The recent extension of the Special Assignee Relief Programme (SARP), which provides an income-tax relief for people assigned to work in Ireland from abroad is particularly welcome, she says.
“In recent years, we have seen Ireland being used a European hub for digitalisation and AI activities. A recent report from the Expert Group on Future Skills Needs found that AI jobs have doubled since 2023 and that Ireland is amongst the top-performing counties in the world in respect of both the demand for and the supply of AI talent.”
The Republic’s corporate tax regime is attractive for such hubs. “Recent positive changes such as the increase in the R&D tax credit to 35 per cent, when coupled with IDA research, development and innovation grants, means that Ireland’s offering for R&D activities to be located here is best in class,” says Kelly.
In the current geopolitical climate, that matters perhaps more than ever
“Given recent disruption to global trade norms, many organisations are reviewing their supply chains and seeking ways to enhance their resilience. In some cases, this involves digitalisation and AI programmes. Given Ireland’s strong talent pool and attractive tax regime, it can play a role in supporting US MNCs’ transformation journey.
“It is important that there continues to be a focus on increasing Ireland’s competitiveness. Recent progress on infrastructure for housing, water and energy must continue as these are critical to support continued investment into Ireland.”
The Republic is also attractive from a customs and trade perspective. “Ireland has proved to be a stepping stone to Europe for many US companies looking to expand their sales into the EU Single Market, with its approximately 460 million customers,” says Carol Lynch, partner in BDO’s customs and international trade services department.

Importing into the EU on a member state by member state basis can be a complex operation, with 27 different customs authorities, 27 customs systems and a myriad of languages and brokers to contend with.
“Using Ireland, however, as a first step into Europe allows companies to import into one member state, clear customs here in Ireland, and then have full access to the EU without further customs requirements,” Lynch points out. “Internally VAT may still need to be accounted for, but this simplifies the process.”
Indeed, it is about to become even simpler in coming years as the EU focuses on a single customs clearance system which will allow companies to physically import into any member state but make one customs declaration through their head office.

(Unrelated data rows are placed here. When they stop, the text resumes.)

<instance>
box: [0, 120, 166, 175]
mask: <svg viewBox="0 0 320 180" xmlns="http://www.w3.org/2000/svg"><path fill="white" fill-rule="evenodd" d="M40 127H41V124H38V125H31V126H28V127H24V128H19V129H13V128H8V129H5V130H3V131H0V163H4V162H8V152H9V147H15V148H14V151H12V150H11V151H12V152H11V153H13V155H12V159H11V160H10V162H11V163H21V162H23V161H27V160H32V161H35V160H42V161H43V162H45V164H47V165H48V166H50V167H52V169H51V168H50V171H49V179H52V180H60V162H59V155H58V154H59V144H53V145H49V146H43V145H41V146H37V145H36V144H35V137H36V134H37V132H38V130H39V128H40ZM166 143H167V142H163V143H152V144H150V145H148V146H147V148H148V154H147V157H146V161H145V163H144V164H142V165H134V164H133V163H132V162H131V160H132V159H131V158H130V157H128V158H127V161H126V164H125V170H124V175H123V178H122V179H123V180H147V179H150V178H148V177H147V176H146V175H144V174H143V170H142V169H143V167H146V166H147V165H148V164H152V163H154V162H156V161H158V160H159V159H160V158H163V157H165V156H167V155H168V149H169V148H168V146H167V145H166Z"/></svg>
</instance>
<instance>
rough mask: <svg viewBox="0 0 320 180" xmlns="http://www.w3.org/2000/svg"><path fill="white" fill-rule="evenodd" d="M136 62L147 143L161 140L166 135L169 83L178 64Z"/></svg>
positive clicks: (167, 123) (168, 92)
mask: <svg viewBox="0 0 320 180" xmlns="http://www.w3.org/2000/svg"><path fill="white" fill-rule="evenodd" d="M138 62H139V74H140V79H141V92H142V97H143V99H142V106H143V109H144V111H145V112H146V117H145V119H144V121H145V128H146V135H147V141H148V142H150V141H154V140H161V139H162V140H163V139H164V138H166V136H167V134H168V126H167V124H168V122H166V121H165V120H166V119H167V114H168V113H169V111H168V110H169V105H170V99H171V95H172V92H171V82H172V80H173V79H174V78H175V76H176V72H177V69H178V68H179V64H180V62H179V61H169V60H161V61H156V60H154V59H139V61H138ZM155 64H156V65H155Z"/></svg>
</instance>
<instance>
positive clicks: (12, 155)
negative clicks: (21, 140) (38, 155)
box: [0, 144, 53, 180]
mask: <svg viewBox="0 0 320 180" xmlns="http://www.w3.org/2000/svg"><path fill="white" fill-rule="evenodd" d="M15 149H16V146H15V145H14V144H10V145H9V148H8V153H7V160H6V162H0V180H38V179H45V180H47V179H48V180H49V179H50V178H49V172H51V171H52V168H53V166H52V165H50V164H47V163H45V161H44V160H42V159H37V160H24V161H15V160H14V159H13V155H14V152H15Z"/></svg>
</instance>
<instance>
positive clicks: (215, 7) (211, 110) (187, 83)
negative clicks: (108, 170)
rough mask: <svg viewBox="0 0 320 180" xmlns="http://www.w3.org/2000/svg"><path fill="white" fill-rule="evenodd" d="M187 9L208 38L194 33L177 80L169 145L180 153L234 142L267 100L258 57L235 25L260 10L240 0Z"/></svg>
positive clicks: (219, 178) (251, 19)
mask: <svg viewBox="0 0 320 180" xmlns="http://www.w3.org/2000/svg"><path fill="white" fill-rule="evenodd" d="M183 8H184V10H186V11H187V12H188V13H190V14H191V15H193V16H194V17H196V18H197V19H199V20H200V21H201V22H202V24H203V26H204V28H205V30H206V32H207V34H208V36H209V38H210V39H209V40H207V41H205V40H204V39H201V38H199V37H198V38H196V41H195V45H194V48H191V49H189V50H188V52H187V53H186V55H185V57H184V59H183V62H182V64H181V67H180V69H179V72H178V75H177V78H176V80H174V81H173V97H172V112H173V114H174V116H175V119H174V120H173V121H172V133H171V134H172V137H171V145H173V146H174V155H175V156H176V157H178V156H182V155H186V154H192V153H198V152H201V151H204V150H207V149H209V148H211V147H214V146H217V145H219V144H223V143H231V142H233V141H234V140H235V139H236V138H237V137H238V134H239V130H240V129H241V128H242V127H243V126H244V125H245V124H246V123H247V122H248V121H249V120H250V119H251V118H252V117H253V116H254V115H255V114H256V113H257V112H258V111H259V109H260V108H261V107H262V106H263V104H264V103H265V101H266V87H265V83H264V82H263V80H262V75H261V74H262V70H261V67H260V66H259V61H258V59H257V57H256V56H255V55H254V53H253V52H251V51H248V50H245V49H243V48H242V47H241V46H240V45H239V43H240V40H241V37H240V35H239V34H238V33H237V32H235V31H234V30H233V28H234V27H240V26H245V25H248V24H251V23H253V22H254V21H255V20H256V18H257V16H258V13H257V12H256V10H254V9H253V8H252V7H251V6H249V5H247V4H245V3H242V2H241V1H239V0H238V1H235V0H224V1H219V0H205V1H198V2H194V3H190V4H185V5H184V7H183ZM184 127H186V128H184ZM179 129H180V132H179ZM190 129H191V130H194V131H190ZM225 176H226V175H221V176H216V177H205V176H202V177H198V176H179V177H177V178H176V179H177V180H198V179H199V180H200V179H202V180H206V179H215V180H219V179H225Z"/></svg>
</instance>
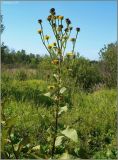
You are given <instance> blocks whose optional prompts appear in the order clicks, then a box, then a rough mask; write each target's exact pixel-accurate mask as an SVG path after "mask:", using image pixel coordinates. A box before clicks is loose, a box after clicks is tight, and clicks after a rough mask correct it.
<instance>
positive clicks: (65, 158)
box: [59, 152, 72, 160]
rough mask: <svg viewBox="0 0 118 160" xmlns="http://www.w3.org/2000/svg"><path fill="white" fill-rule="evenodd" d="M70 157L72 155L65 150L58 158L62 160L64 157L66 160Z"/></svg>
mask: <svg viewBox="0 0 118 160" xmlns="http://www.w3.org/2000/svg"><path fill="white" fill-rule="evenodd" d="M71 158H72V156H71V155H70V154H68V152H65V153H63V154H62V155H61V157H60V158H59V159H60V160H62V159H66V160H68V159H71Z"/></svg>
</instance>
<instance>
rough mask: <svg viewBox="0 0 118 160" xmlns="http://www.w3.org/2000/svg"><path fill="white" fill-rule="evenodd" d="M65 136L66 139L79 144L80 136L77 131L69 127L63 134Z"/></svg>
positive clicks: (67, 127) (64, 130)
mask: <svg viewBox="0 0 118 160" xmlns="http://www.w3.org/2000/svg"><path fill="white" fill-rule="evenodd" d="M61 133H62V134H64V135H65V136H66V137H68V138H70V139H71V140H73V141H74V142H78V135H77V132H76V130H75V129H72V128H69V127H67V128H66V129H65V130H63V131H62V132H61Z"/></svg>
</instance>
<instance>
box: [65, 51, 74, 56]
mask: <svg viewBox="0 0 118 160" xmlns="http://www.w3.org/2000/svg"><path fill="white" fill-rule="evenodd" d="M66 55H67V57H73V55H74V54H73V53H72V52H68V53H67V54H66Z"/></svg>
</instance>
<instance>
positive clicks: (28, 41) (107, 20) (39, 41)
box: [2, 1, 117, 60]
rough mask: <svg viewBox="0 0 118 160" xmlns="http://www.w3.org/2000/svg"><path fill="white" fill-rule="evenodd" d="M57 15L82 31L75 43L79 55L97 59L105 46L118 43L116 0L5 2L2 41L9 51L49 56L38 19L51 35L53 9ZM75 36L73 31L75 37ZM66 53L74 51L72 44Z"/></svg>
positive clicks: (3, 10)
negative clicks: (81, 55) (105, 45)
mask: <svg viewBox="0 0 118 160" xmlns="http://www.w3.org/2000/svg"><path fill="white" fill-rule="evenodd" d="M52 7H54V8H55V9H56V12H57V14H58V15H64V17H65V18H70V19H71V21H72V25H73V27H75V28H76V27H80V28H81V32H80V33H79V37H78V40H77V44H76V51H77V52H79V53H80V55H82V56H84V57H86V58H89V59H92V60H94V59H95V60H97V59H98V58H99V55H98V52H99V51H100V49H101V48H102V47H104V44H108V43H111V42H116V40H117V2H116V1H94V2H93V1H55V2H54V1H15V2H10V1H6V2H2V14H3V16H4V17H3V23H4V25H5V30H4V32H3V34H2V41H4V42H5V44H6V45H8V46H9V47H10V49H15V50H21V49H25V50H26V51H27V53H34V54H46V53H47V52H46V49H45V48H44V47H43V45H42V43H41V40H40V36H39V35H38V34H37V30H38V29H39V28H40V26H39V24H38V23H37V20H38V19H40V18H41V19H43V23H44V31H45V34H50V36H51V37H52V32H51V30H50V26H49V24H48V22H47V21H46V17H47V16H48V14H49V10H50V8H52ZM73 35H74V31H73V34H72V37H73ZM67 51H71V43H69V44H68V48H67Z"/></svg>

“Therefore, for companies established in Ireland, the logistical operation may become easier notwithstanding, again, import VAT requirements,” says Lynch.
Along with access to the Continent, Ireland is also ideally placed as an access point for sales into Britain, she points out.

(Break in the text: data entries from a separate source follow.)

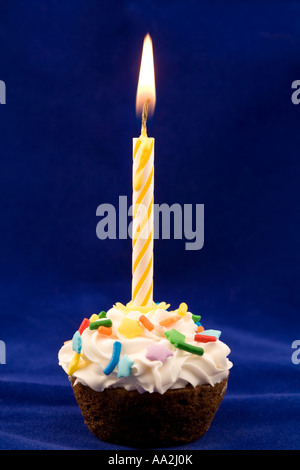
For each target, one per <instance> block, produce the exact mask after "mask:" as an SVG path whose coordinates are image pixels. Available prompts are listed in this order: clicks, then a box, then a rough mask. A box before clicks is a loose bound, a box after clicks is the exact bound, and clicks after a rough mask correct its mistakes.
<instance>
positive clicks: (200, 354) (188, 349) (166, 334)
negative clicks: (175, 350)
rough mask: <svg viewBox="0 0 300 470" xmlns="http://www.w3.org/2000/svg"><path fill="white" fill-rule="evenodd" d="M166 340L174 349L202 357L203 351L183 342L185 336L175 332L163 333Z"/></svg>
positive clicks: (200, 348)
mask: <svg viewBox="0 0 300 470" xmlns="http://www.w3.org/2000/svg"><path fill="white" fill-rule="evenodd" d="M165 336H166V338H167V339H168V340H169V341H170V343H172V344H173V345H174V346H175V347H176V348H178V349H183V350H184V351H187V352H190V353H193V354H198V355H199V356H202V354H203V353H204V349H202V348H199V347H198V346H193V345H192V344H187V343H186V342H185V336H184V335H183V334H182V333H180V332H179V331H177V330H174V329H173V330H170V331H165Z"/></svg>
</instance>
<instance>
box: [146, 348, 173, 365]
mask: <svg viewBox="0 0 300 470" xmlns="http://www.w3.org/2000/svg"><path fill="white" fill-rule="evenodd" d="M170 356H173V353H172V351H170V349H168V348H166V346H164V345H163V344H150V345H149V346H148V347H147V353H146V358H147V359H150V361H161V362H165V360H166V359H167V358H168V357H170Z"/></svg>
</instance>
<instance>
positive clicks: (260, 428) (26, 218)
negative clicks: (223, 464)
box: [0, 0, 300, 450]
mask: <svg viewBox="0 0 300 470" xmlns="http://www.w3.org/2000/svg"><path fill="white" fill-rule="evenodd" d="M299 15H300V2H299V1H292V2H286V1H252V2H250V1H248V2H236V1H233V0H229V1H227V2H223V1H222V2H209V1H189V0H187V1H185V2H182V1H181V2H180V1H178V0H173V1H158V0H157V1H152V2H150V1H144V2H138V1H128V0H127V1H125V0H123V1H122V0H121V1H118V2H117V1H110V2H101V1H96V0H72V1H70V0H68V1H67V0H64V1H63V2H61V1H59V0H52V1H42V0H39V1H38V0H30V1H25V0H10V1H5V0H1V1H0V79H1V80H4V81H5V83H6V87H7V104H6V105H5V106H1V108H0V145H1V162H0V165H1V167H0V178H1V181H0V192H1V197H0V207H1V264H0V276H1V292H0V298H1V310H0V312H1V313H0V315H1V327H0V339H1V340H2V341H5V344H6V364H5V365H0V407H1V414H0V448H1V449H116V448H117V446H111V445H109V444H106V443H102V442H101V441H98V440H97V439H96V438H94V437H93V435H91V434H90V432H89V431H88V430H87V428H86V427H85V425H84V423H83V420H82V418H81V415H80V411H79V409H78V408H77V405H76V404H75V399H74V397H73V394H72V390H71V388H70V385H69V382H68V379H67V376H66V375H65V374H64V373H63V371H62V370H61V369H60V367H58V365H57V353H58V350H59V348H60V347H61V345H62V344H63V341H65V340H66V339H70V338H71V337H72V335H73V333H74V331H75V330H76V329H77V328H78V325H79V324H80V322H81V320H82V318H83V317H84V316H89V315H90V314H92V313H94V312H98V311H100V310H102V309H104V310H106V309H108V308H110V306H111V305H112V304H113V303H115V302H116V301H120V302H127V301H129V300H130V292H131V240H130V239H128V240H105V241H101V240H99V239H98V238H97V236H96V225H97V222H98V221H99V219H98V218H97V217H96V208H97V207H98V205H100V204H102V203H110V204H113V205H116V206H117V204H118V198H119V196H120V195H126V196H127V197H128V200H129V201H130V199H131V184H132V183H131V171H132V166H131V165H132V138H133V137H137V136H138V135H139V131H140V123H139V121H138V120H137V119H136V116H135V94H136V87H137V81H138V73H139V65H140V57H141V50H142V43H143V38H144V36H145V34H146V33H147V32H149V33H150V35H151V36H152V39H153V45H154V55H155V58H154V60H155V73H156V91H157V104H156V111H155V114H154V117H153V119H152V121H151V122H150V123H149V129H148V130H149V135H151V136H153V137H155V139H156V143H155V202H157V203H159V204H161V203H163V202H165V203H168V204H173V203H179V204H188V203H190V204H204V205H205V244H204V247H203V249H202V250H199V251H186V250H185V247H184V244H185V240H171V241H169V240H159V241H156V243H155V251H154V257H155V259H154V297H155V300H156V301H162V300H164V301H167V302H170V303H171V306H174V308H176V306H177V305H178V303H179V302H182V301H185V302H186V303H187V304H188V305H189V308H190V310H191V311H192V312H193V313H195V314H201V315H202V323H203V325H204V326H205V327H207V328H215V329H221V330H222V337H221V339H223V341H224V342H226V343H228V344H229V346H230V347H231V350H232V353H231V355H230V358H231V360H232V361H233V363H234V367H233V369H232V372H231V376H230V381H229V388H228V392H227V395H226V396H225V399H224V401H223V403H222V405H221V407H220V410H219V412H218V413H217V415H216V417H215V420H214V422H213V424H212V426H211V428H210V430H209V431H208V433H207V434H206V435H205V436H204V437H203V438H201V439H200V440H198V441H197V442H195V443H193V444H191V445H189V446H185V447H184V449H188V450H191V449H299V447H300V445H299V444H300V442H299V413H300V405H299V394H300V385H299V374H300V365H299V364H294V363H293V362H292V360H291V356H292V353H293V349H292V348H291V345H292V342H293V341H294V340H298V339H300V331H299V264H300V259H299V207H298V206H299V168H300V165H299V146H300V137H299V136H300V133H299V123H300V106H297V105H294V104H293V103H292V101H291V95H292V92H293V90H292V89H291V84H292V82H293V81H294V80H297V79H300V63H299V50H300V21H299V18H300V16H299ZM180 449H183V448H180Z"/></svg>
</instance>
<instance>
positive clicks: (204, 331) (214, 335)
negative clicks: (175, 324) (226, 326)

“Added to this is the fact that Europe increasingly demands a company have a presence in Europe to access the market. Without such a presence it is almost impossible to engage a clearance agent to act on your behalf. If you are not established here, then the clearance agent has to take on joint and several liability which is not something most agents will do.”
Along with this there is, in many industries, a requirement for an EU representative to ensure compliance with EU health and safety requirements. For example, to import beauty products into the bloc you will need a “responsible person”, with an EU address, who must maintain at their address the relevant product safety files.
Finally come all the various EU regulations around sustainability and the import requirements relating to CBAM – the EU’s carbon border adjustment mechanism – deforestation and packaging laws.
“Again, it is easier to deal with one country on those issues and, in particular for US companies, an English-speaking country,” says Lynch.
“Ireland has as a result built a strong reputation as a leading jurisdiction in which to scale internationally. Ease of doing business, political stability, EU and euro zone membership and a highly educated, flexible and productive talent pool, alongside a favourable tax regime, tend to be the areas that score highly in any international comparisons that are conducted.
“Familiarity of language, laws and local customs can go a long way to making a success of doing business internationally.”